What if God doesn’t answer your prayer the way you wanted Him to?
Where do you go with the struggle between His will and yours?
The struggle creates a battle in your heart that is profoundly crushing to your soul.
Something you’ve never quite felt before. Not like this.
It’s exhausting.
It breaks you.
Where do you take that broken heart, that crushed soul?
Does it mean He isn’t real? He isn’t love? He isn’t good?

The days are often busy with responsibilities, people, tasks. Then come the nights. All those moments that would have been filled with “your person” are now empty. The laughter he would have brought. The words of encouragement he would have given. The presence, the person who had become part of you, knit together over the years of joys and sorrows lived side by side. And then you think to yourself, God could have done something about this. This is not how I would have answered my prayer. I wanted something different.

I have come to realize that I must be honest with myself and admit my true feelings about how God chose to answer our diligent prayers. The “good girl” in me is tempted to simply say, “It’s okay, God. I know you can’t answer everyone’s prayers the way they want. I’ll be okay with this. I understand.” But that wouldn’t be completely honest. It wouldn’t be authentic. It would eventually destroy my relationship with God. He wants the real me, not the “good girl” me. He wants my honesty, my authentic feelings and doubts and hurts and disappointments. But more than that — it’s for my sanity, my wholeness. If my heart isn’t completely raw and bare with my God, the One who created me, the One who lives each moment with me, the One who answers my prayers, it will destroy me. A little bit at a time, more distant from Him. Little by little dying a slow death of bitterness.

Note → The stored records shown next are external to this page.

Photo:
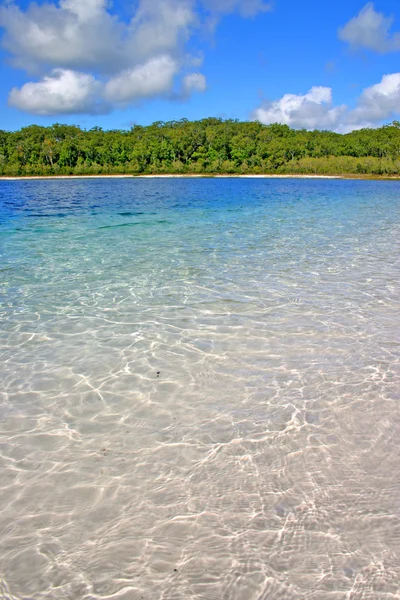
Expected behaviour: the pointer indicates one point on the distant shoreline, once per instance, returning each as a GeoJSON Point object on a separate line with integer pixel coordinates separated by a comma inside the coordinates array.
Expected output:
{"type": "Point", "coordinates": [201, 176]}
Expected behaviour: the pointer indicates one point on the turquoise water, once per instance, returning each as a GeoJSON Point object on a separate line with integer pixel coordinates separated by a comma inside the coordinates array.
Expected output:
{"type": "Point", "coordinates": [199, 389]}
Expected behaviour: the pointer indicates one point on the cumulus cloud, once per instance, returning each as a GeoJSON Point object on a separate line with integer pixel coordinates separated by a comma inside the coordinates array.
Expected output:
{"type": "Point", "coordinates": [378, 102]}
{"type": "Point", "coordinates": [194, 82]}
{"type": "Point", "coordinates": [371, 30]}
{"type": "Point", "coordinates": [315, 110]}
{"type": "Point", "coordinates": [85, 58]}
{"type": "Point", "coordinates": [312, 110]}
{"type": "Point", "coordinates": [247, 8]}
{"type": "Point", "coordinates": [150, 79]}
{"type": "Point", "coordinates": [63, 92]}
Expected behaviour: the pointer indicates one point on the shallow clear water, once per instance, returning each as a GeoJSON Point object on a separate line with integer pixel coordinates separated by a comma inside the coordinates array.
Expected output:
{"type": "Point", "coordinates": [200, 389]}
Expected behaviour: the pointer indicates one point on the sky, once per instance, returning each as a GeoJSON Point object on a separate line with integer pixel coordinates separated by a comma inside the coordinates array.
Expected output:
{"type": "Point", "coordinates": [310, 64]}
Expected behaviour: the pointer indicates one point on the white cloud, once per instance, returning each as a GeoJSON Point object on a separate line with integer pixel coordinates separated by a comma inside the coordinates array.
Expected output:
{"type": "Point", "coordinates": [378, 102]}
{"type": "Point", "coordinates": [153, 78]}
{"type": "Point", "coordinates": [371, 30]}
{"type": "Point", "coordinates": [312, 110]}
{"type": "Point", "coordinates": [315, 110]}
{"type": "Point", "coordinates": [194, 82]}
{"type": "Point", "coordinates": [75, 35]}
{"type": "Point", "coordinates": [83, 54]}
{"type": "Point", "coordinates": [63, 92]}
{"type": "Point", "coordinates": [247, 8]}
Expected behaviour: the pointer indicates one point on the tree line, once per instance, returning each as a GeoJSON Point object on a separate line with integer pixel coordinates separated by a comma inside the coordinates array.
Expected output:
{"type": "Point", "coordinates": [209, 146]}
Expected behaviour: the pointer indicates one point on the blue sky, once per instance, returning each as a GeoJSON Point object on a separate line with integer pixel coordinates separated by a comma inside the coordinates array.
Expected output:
{"type": "Point", "coordinates": [309, 64]}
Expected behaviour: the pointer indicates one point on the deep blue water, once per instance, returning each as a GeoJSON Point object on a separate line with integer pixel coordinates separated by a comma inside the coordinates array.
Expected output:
{"type": "Point", "coordinates": [200, 375]}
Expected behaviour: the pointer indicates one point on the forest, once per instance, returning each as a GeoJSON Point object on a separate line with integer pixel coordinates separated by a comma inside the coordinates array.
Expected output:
{"type": "Point", "coordinates": [210, 146]}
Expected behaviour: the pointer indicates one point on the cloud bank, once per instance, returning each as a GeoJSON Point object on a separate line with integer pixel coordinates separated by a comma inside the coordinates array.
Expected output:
{"type": "Point", "coordinates": [370, 30]}
{"type": "Point", "coordinates": [315, 109]}
{"type": "Point", "coordinates": [83, 58]}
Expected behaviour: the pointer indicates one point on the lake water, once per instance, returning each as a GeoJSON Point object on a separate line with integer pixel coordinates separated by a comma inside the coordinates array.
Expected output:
{"type": "Point", "coordinates": [200, 389]}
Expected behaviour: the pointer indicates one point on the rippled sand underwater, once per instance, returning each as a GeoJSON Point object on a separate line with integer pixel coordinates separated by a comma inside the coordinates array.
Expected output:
{"type": "Point", "coordinates": [200, 390]}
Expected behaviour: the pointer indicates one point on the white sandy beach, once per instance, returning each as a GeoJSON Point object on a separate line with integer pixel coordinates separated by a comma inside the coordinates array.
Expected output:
{"type": "Point", "coordinates": [176, 176]}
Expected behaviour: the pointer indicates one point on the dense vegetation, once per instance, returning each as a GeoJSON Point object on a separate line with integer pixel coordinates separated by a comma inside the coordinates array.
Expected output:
{"type": "Point", "coordinates": [207, 146]}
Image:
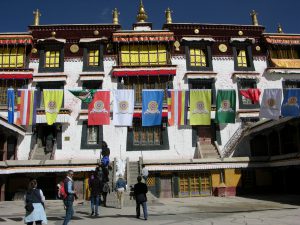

Sitting here with a broken heart filled with continual questions, I have a choice. I can turn toward bitterness. Or I can turn toward surrender. Daily surrender. My choice. My daily choice. Every morning brings the temptation to turn toward bitterness. Every day a sliver of comfort felt when I turn toward surrender, the faint hope of wholeness in my future.

I choose surrender. Because in surrender there is freedom. In surrender there is wholeness. In surrender there is hope and goodness and mercy. And eternity.

So much freedom found in allowing yourself to fully feel and embrace your true and honest feelings of grief, sorrow, hurt, anger, doubt, disappointment, Scary, yes. Terrifying. I am just now learning what those things feel like because I never knew how to let them in. They seemed ugly so I told myself I wasn’t supposed to feel them. Keep them out of your heart. Good girls don’t feel those ugly things.

Where do you go with the struggle between His will and yours? I have found that the only safe place to go is to the feet of Jesus. Kneeling before Him. Curled up on the ground in brokenness. That’s where He meets me. That’s where He heals my heart. He can’t even begin the healing if I’m clinching onto my sad heart so tight that He can’t even touch it. I take my hurting heart to the foot of the cross over and over again. Every morning in daily surrender. He meets me there with the comfort embrace that can only come from Him.

That’s where He is teaching me. At the foot of the cross. It’s going to take a while. But I trust Him. I do.